Gotta live, you know. Play you eighteen holes, George, then we can talk things over at the nineteenth. Sure you know how it is, old man, times are tough; but there’s still the good old atomic power.

Yeah, there’s still the good old atom.

All five hundred seventy-five Q’s of it.

That didn’t last long.

Someone had smuggled in an erotibomb. Lord heard it go off over by the conservatory. He turned to watch, fingering the filters in his nose, and from his position in the alcove was able to see over the milling heads below. Ushers rushed from all directions wearing gasmasks. They shepherded the crowds, surrounded the area. A number of entwined couples were carried out. Lord didn’t smile.

He was searching the throng, looking for signs he knew he couldn’t possibly see. You couldn’t tell an assassin by his expression, not with all those plastic facials about. And, too, he was looking for Katy.

What colour hair would she have tonight? What face would she wear?

What brand of porage had she hit?

SHOOT THAT PORAGE, SMOKE THAT TEA,

VROOM AND ZOOM ON A BLIND D.T.!

The Synthetics Industry had climbed to power. Inevitably, they’d taken over when resources ran thin. Them - and the solar-erg boys. But there was one ever-replenishing resource that had to be handled with kid gloves.

Trees.

Re-afforestation, afforestation, priority. Terran global super-priority. Grow those trees, uncle, else you’ll shiver. Bubble that algae, buster, else you’ll starve. Split those atoms, fella, else you’ll freeze. Synthesize.

SYNTHI, SYNTHI,

I’M A LITTLE SYNTHI,

AREN’T WE ALL .... ?

Over in a corner, drawn apart from the coruscating bedlam, a group of men talked with the cigar-spurts of conscious authority. Moguls of the Trees. Forest Lords. Big browed, spectacled atom-jugglers. Chlorella Kings.

‘... forest fire in Asia that...’

‘Don’t be obscene!’

‘Fires exist, they snatch profits. Grow up, pal!’

‘.... new hexo-laminated ply peeled off. The ship disintegrated. Need a new bonding resin ...’

‘... Wembley’s plastic weld ...’

‘... finished ‘er, George! Two hundred stories. Less than a hundred tons of metal. Should last fifty-seventy years before the weather breaks through ...’

‘I need a drink.’

DRINK, DRINK, WOOD AL-CO-HOL!

Down beyond the main ballroom the crystal walls seemed to bulge with the crowd, shimmering and reflecting colours and landscapes, moonscapes, alien scapes as a shadow mime in mood and feeling complementary with the music’s thrum.

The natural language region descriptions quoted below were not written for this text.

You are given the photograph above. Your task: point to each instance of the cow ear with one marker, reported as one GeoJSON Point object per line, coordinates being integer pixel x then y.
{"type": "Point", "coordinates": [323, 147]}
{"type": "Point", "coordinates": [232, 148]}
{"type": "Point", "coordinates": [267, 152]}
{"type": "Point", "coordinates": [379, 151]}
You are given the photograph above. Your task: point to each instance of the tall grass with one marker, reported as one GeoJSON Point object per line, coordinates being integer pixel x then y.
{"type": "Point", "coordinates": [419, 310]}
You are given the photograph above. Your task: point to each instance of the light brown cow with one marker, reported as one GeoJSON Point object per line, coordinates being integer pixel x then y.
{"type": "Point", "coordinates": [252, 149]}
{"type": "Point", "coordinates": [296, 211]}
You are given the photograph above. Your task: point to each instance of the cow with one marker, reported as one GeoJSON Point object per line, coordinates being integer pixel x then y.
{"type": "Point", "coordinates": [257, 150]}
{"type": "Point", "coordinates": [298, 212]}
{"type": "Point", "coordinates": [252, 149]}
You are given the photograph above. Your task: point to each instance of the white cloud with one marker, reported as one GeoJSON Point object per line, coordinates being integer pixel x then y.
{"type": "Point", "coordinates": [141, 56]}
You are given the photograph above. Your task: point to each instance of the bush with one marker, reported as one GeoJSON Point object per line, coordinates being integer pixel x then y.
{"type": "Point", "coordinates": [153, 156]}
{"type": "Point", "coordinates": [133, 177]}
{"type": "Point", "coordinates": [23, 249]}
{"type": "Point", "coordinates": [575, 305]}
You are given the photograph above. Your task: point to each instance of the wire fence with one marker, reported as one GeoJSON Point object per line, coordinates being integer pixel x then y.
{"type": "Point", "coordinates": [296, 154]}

Lord felt confused looking in that direction. Someone shot an immense chandelier loose. It crashed down, scattering people like sparks. A girl’s clothes caught fire. Extinguishers foamed automatically from the floor. She ran, naked, laughing, foam flecked, plucked three feathers from a fan, used them, rejoined the fray.

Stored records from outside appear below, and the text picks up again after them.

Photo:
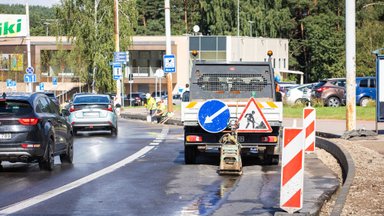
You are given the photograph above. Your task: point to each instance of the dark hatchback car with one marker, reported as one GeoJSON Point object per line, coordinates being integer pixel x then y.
{"type": "Point", "coordinates": [330, 91]}
{"type": "Point", "coordinates": [32, 130]}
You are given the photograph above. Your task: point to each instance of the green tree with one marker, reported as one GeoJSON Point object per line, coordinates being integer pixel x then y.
{"type": "Point", "coordinates": [39, 16]}
{"type": "Point", "coordinates": [89, 24]}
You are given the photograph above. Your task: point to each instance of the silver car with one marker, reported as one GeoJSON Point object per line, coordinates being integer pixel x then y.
{"type": "Point", "coordinates": [93, 112]}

They’d formed a snake-hipped line, were singing and stomping, collecting more people, winding round the ice-columns soaring to the roof.

‘We’re doomed, doomed, pigging in the tomb.’

Time: 2136.

Noise and colour and heat made an almost solid cloud in the wide room. Make-up was running down painted faces. Can’t afford a custom re-facial. But, darling, new plastic faces at giveaway prices! Last you twenty years. After that ... You’re a big girl, now. You’re on your own, sister.

From the shouting crazy line a man reeled like a yo-yo spun off its thread. He stumbled towards the alcove. Lord drew back, tensing. The drunk’s wide Chinaman’s sleeves flapped and his imitation pigtail bobbed. Lord didn’t know the guy.

Index: T/Y/876398/R.

Name: Grunewald Abduol Sloane.

Age: 29. Height: 168 cms. Hair: Brown. Eyes: Brown.

Known revolutionary. Prison record. Member of Earth for Terrans party. Cardio-dope addict. Security Rating XX. A dangerous man.

Beyond the alcove and Lord and the Chinaman the noise drained away in his senses, as though this razor-sharp scene were contained in a balloon, as though everything fined down. Rockets burst silently, hooters whistled and shrilled soundlessly and vacuous mouths opened and shut like fish trapped in four glass walls.